Buy from used clothing stores. Give your old clothes to others. Old clothes can also be quite useful for household projects! I grew up with a giant canvas tent for camping. The tent bag for our giant tent was a pair of my dads old jeans. The pockets were where the stakes were kept, the tent slid into the legs (that had been sewed together into one large space), and a drawstring was put through the belt loops. My wife has made purses out of old t-shirts, hats out of old sweaters, skirts out of old shirts, etc. Put those old clothes to work.
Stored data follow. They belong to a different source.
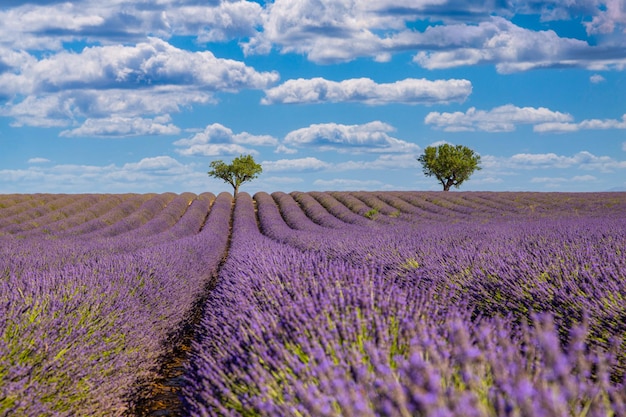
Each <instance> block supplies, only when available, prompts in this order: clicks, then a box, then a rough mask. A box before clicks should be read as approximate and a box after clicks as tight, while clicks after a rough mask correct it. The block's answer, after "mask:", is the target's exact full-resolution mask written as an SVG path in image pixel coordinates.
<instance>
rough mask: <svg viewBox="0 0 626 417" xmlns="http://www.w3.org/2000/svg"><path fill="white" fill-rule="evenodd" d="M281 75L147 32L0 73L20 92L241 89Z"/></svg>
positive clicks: (44, 58) (3, 87)
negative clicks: (175, 45) (15, 69)
mask: <svg viewBox="0 0 626 417" xmlns="http://www.w3.org/2000/svg"><path fill="white" fill-rule="evenodd" d="M277 80H278V75H277V74H276V73H274V72H262V73H260V72H257V71H255V70H254V69H253V68H251V67H248V66H246V65H245V64H244V63H243V62H240V61H234V60H230V59H221V58H217V57H215V55H213V54H212V53H211V52H209V51H200V52H191V51H187V50H183V49H179V48H176V47H174V46H172V45H170V44H168V43H167V42H165V41H163V40H161V39H158V38H148V40H147V41H146V42H140V43H138V44H136V45H132V46H123V45H105V46H92V47H87V48H85V49H83V50H82V51H81V52H80V53H72V52H68V51H61V52H58V53H57V54H54V55H51V56H49V57H46V58H43V59H41V60H39V61H37V62H36V63H34V64H33V65H29V66H24V67H21V70H20V72H19V73H18V74H6V73H5V74H2V75H0V86H2V88H3V89H4V90H6V91H8V92H15V93H19V94H32V93H35V94H39V93H46V92H57V91H63V90H68V89H70V90H80V89H85V88H89V89H91V88H95V87H97V88H98V89H111V88H113V89H119V88H133V89H137V88H150V87H152V86H154V85H190V86H194V87H196V88H201V89H204V90H207V91H237V90H240V89H243V88H265V87H267V86H268V84H271V83H273V82H276V81H277Z"/></svg>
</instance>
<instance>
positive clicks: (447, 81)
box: [261, 78, 472, 104]
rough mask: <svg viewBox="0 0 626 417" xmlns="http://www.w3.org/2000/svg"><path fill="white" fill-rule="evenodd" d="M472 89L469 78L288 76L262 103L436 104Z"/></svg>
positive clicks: (442, 101) (459, 95) (464, 96)
mask: <svg viewBox="0 0 626 417" xmlns="http://www.w3.org/2000/svg"><path fill="white" fill-rule="evenodd" d="M471 92H472V83H471V82H469V81H468V80H436V81H429V80H426V79H415V78H408V79H405V80H402V81H397V82H395V83H389V84H377V83H375V82H374V81H373V80H371V79H369V78H355V79H350V80H344V81H341V82H336V81H329V80H325V79H324V78H313V79H303V78H299V79H297V80H288V81H286V82H285V83H283V84H281V85H279V86H277V87H274V88H271V89H269V90H265V98H264V99H263V100H262V101H261V103H263V104H274V103H325V102H333V103H337V102H346V101H360V102H364V103H367V104H388V103H406V104H434V103H448V102H451V101H458V102H463V101H465V100H466V99H467V97H468V96H469V95H470V94H471Z"/></svg>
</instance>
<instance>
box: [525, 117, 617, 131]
mask: <svg viewBox="0 0 626 417" xmlns="http://www.w3.org/2000/svg"><path fill="white" fill-rule="evenodd" d="M607 129H626V114H624V115H623V116H622V119H621V120H616V119H587V120H583V121H582V122H579V123H542V124H539V125H536V126H534V127H533V130H534V131H535V132H542V133H545V132H551V133H565V132H577V131H579V130H607Z"/></svg>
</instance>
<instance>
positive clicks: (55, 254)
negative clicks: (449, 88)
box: [0, 191, 626, 417]
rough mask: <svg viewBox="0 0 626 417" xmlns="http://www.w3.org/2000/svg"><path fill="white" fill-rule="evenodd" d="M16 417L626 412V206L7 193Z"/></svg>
mask: <svg viewBox="0 0 626 417" xmlns="http://www.w3.org/2000/svg"><path fill="white" fill-rule="evenodd" d="M0 225H2V226H1V227H0V416H3V417H4V416H9V415H11V416H13V415H15V416H40V415H51V416H76V415H90V416H125V417H130V416H156V415H184V416H224V415H241V416H325V415H328V416H340V415H341V416H343V415H355V416H367V415H370V416H414V415H449V416H465V415H475V416H481V417H482V416H486V417H487V416H489V417H491V416H494V417H495V416H502V415H520V416H554V417H557V416H559V417H561V416H581V415H586V416H608V415H615V416H618V415H626V394H625V392H626V385H625V382H624V376H625V373H626V339H624V335H626V193H594V194H592V193H589V194H575V193H476V192H470V193H436V192H408V191H407V192H397V191H396V192H391V191H389V192H387V191H385V192H382V191H381V192H348V191H344V192H292V193H289V194H287V193H282V192H274V193H272V194H268V193H265V192H258V193H256V194H255V195H254V196H253V197H252V196H250V195H249V194H247V193H245V192H243V193H239V194H238V195H237V197H236V199H235V200H233V198H232V197H231V195H230V194H228V193H221V194H219V195H218V196H215V195H214V194H212V193H203V194H200V195H195V194H192V193H183V194H174V193H163V194H126V195H75V196H70V195H46V194H41V195H32V196H22V195H7V196H0Z"/></svg>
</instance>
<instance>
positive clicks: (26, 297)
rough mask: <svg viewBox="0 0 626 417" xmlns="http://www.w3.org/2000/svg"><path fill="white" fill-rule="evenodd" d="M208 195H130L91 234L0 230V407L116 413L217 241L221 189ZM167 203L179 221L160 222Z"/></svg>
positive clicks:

Ok, this is a bit of a stretch, but if we change our behaviors so that our travel accomplishes more than getting us from A to B then we are creating more out of something than previously existed. If you ride your bike, not only are you cutting down on emissions and traffic, but you’re also exercising at the same time. If you take the bus, you’re also being able to read or work on homework. If you carpool, your also creating community and relationship.
Even in your death you can allow life to emerge by being an organ donor. Don’t hold out, you won’t need your heart anymore, so give it away.
We American’s love our grass. Our yards can be so much more than pretty grass, instead we can make them work for us by building garden plots, by growing strawberries and lettuces where grass might have been before. Get some chickens, grow some blueberries or grapes, allow your yard to do something for you, to be useful, and to bring more to your life.
I love books. I hate borrowing them, I love owning them. But as I work to get over my ownership mentality I’m seeing that not only is borrowing books from the library a great recycling practice, but loaning your books out to others and borrowing others books is a great way to let books have a greater life than the shelf. How cool would it be if we began to loan our books out and asked people to mark them up, highlight them, and jot down notes in the margins so that when you got the book back it would carry with it some of the life of the previous reader! Check out your library’s inter-library loan program to find practically any book you may desire. If you must buy a book, buy it used through Amazon, Powell’s Books, and many more sources.
This one should be redundant in our culture, but don’t use paper. Read your newspaper or magazine online. Use email instead of snail mail. Cut down on your junk mail by opting out. Opt out from getting those obsolete phone books as well. Setup your bills so that you don’t receive hard copies but only electronic copies. Dare I say buy a Kindle? Ok, I’m not ready to go there yet, but it’s probably inevitable!
I’m certain there are many other creative ways to recycle. Spend a few hours on Etsy.com and let your brain cram all the amazing and creative ways to recycle old materials. Shop at recycled stores, shop less, etc. There are so many ways we can embrace the beautiful opportunity to be a part of giving old, spent, and used up things new life and purpose. I mean, isn’t this what God does with humanity? Why should we do anything different?